Rodeado de platanares y yerbajos de un color verde musgoso que se pega a las paredes como costra, se puede ver todavía luciendo un recuerdo de su gloria a la casa de la patriota Marta Abreu, quien heredó en 1890 el ingenio San Francisco, cuyas buenas zafras a inicios del siglo XX financiaron su construcción.  

Tendría aspecto de casa embrujada si no fuera porque la luz del amanecer lo toca de frente, liberando las estancias oscuras de humedades y alimañas, las únicas cosas vivientes que frecuentan la mansión hoy día. Una señora de nombre y origen desconocido venía por el lugar, pero ya no se sabe de ella, comentó un chiquillo al diario local 5 de septiembre.  

Marta Abreu mandó levantar la arquitectura de estilo neoclásico cuando ya nadie en este mundo, y menos los patricios cubanos, tan dados a imitar lo propio de Europa, elevaba celosías y arquitrabes siguiendo las líneas sobrias y funcionales de griegos y romanos. La vanguardia principiaba en el Viejo Mundo con sus barroquismos y rebeliones estéticas, sus dibujos enrevesados y materiales exóticos, en abierto desprecio por lo sencillo. Pero a Cuba todavía no llegaban esos vientos; faltaba poco, eso sí.

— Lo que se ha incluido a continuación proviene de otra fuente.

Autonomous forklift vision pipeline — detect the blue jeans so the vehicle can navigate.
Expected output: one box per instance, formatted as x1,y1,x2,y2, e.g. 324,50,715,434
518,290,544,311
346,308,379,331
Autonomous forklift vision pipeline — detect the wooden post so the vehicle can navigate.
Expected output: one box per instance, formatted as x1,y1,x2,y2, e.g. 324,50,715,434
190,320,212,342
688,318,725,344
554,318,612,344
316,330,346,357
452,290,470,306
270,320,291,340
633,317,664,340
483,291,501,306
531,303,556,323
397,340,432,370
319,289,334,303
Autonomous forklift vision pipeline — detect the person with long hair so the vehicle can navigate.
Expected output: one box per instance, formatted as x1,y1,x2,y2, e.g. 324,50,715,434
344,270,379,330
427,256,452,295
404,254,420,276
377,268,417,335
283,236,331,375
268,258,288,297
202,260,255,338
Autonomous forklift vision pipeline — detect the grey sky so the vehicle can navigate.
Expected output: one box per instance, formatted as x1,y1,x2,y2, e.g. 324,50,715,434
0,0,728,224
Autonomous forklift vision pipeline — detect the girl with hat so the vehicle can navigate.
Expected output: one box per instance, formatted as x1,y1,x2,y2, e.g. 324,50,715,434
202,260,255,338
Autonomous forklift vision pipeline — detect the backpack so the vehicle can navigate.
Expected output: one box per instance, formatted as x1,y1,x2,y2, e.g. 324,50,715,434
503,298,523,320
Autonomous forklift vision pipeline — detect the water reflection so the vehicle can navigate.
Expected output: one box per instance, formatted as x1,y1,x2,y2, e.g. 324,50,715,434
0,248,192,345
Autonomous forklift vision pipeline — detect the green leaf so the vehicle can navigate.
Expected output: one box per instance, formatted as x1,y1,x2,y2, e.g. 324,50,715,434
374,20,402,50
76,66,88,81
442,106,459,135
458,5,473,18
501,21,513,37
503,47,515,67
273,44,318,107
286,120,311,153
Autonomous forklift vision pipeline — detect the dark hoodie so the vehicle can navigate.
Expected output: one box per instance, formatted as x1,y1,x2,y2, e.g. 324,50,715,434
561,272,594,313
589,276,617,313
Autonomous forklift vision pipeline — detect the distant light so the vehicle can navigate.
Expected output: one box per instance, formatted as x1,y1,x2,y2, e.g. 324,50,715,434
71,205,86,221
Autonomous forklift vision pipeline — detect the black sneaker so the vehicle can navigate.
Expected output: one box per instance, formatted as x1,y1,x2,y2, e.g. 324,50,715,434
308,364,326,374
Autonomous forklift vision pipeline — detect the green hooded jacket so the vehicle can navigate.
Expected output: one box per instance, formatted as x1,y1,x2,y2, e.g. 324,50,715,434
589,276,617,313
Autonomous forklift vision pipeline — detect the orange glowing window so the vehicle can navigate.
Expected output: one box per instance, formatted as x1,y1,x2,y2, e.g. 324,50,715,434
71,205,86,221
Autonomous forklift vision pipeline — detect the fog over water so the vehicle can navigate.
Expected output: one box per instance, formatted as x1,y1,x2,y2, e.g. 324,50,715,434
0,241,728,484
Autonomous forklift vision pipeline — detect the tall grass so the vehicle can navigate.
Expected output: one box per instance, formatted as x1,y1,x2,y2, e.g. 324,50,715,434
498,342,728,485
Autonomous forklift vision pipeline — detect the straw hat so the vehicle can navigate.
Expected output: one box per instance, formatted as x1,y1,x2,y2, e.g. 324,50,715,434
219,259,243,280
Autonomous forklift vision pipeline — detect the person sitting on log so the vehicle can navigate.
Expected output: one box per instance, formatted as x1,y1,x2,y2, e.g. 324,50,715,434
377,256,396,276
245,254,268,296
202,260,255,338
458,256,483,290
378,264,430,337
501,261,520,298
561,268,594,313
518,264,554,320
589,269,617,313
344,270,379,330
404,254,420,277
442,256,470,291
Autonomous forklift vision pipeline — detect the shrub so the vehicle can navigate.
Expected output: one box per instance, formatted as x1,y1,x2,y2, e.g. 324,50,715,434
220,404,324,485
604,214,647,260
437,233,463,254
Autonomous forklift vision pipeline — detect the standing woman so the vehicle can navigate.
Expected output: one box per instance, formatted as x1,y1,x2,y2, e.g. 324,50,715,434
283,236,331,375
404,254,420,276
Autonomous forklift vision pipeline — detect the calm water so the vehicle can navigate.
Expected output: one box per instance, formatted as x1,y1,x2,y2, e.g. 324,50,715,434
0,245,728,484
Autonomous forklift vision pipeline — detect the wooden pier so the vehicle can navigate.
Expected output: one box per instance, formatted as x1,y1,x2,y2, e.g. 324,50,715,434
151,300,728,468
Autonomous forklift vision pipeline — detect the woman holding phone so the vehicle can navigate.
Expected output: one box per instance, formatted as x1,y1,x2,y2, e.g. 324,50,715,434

Los Abreu de Estévez eran gente muy rica desde inicios del siglo XIX. Pertenecían a eso que el historiador Moreno Fraginals llamó la “sacarocracia”. Habían amasado una fortuna echa con mieles de azúcar y sudor de esclavos, pero se los conocía por su generosidad y patriotismo.

No hay registro de rebeliones en sus ingenios pues, al parecer, trataban a los negros con más humanidad que otros de su clase. Tampoco dudaron en unirse a las guerras de independencia. La propia Marta financió tres expediciones durante la Guerra Necesaria (1895-1898). Por si fuera poco, edificó teatros, escuelas y calles en la provincia de Las Villas, todo a costa de su fortuna. El último de aquellos desprendimientos la llevó a donar 5000 sacos de azúcar al acilo de Cienfuegos después de su muerte, dejando indicaciones al efecto en su testamento de 1909.  

La historia de Cuba, tan dada a la amnesia, olvidó olvidar a Marta Abreu, a quien no ha tocado la suerte de un Estrada Palma o un Narciso López, hombres que se equivocaron, pero cuyo sacrificio debería merecer más atención y respeto. Marta no tiene estatuas; una fábrica y la Universidad Central llevan su nombre. Son formas peculiares en que los pueblos honran a ciertas personalidad, formas un tanto cursis que salvan a todos de pensar seriamente en el pasado y hacer como que se sabe y se respeta el legado de quienes nos antecedieron.

Pero al menos Marta Abreu, burguesa y filántropa, ricachona de abolengo, se coló en el santoral de la Revolución Cubana, aunque ocupe, como San Judas Tadeo, un puesto menor. De su recuerdo queda un murmullo que se apaga, como el palacete donde vivió, poco a poco consumido por los matorrales y el olvido.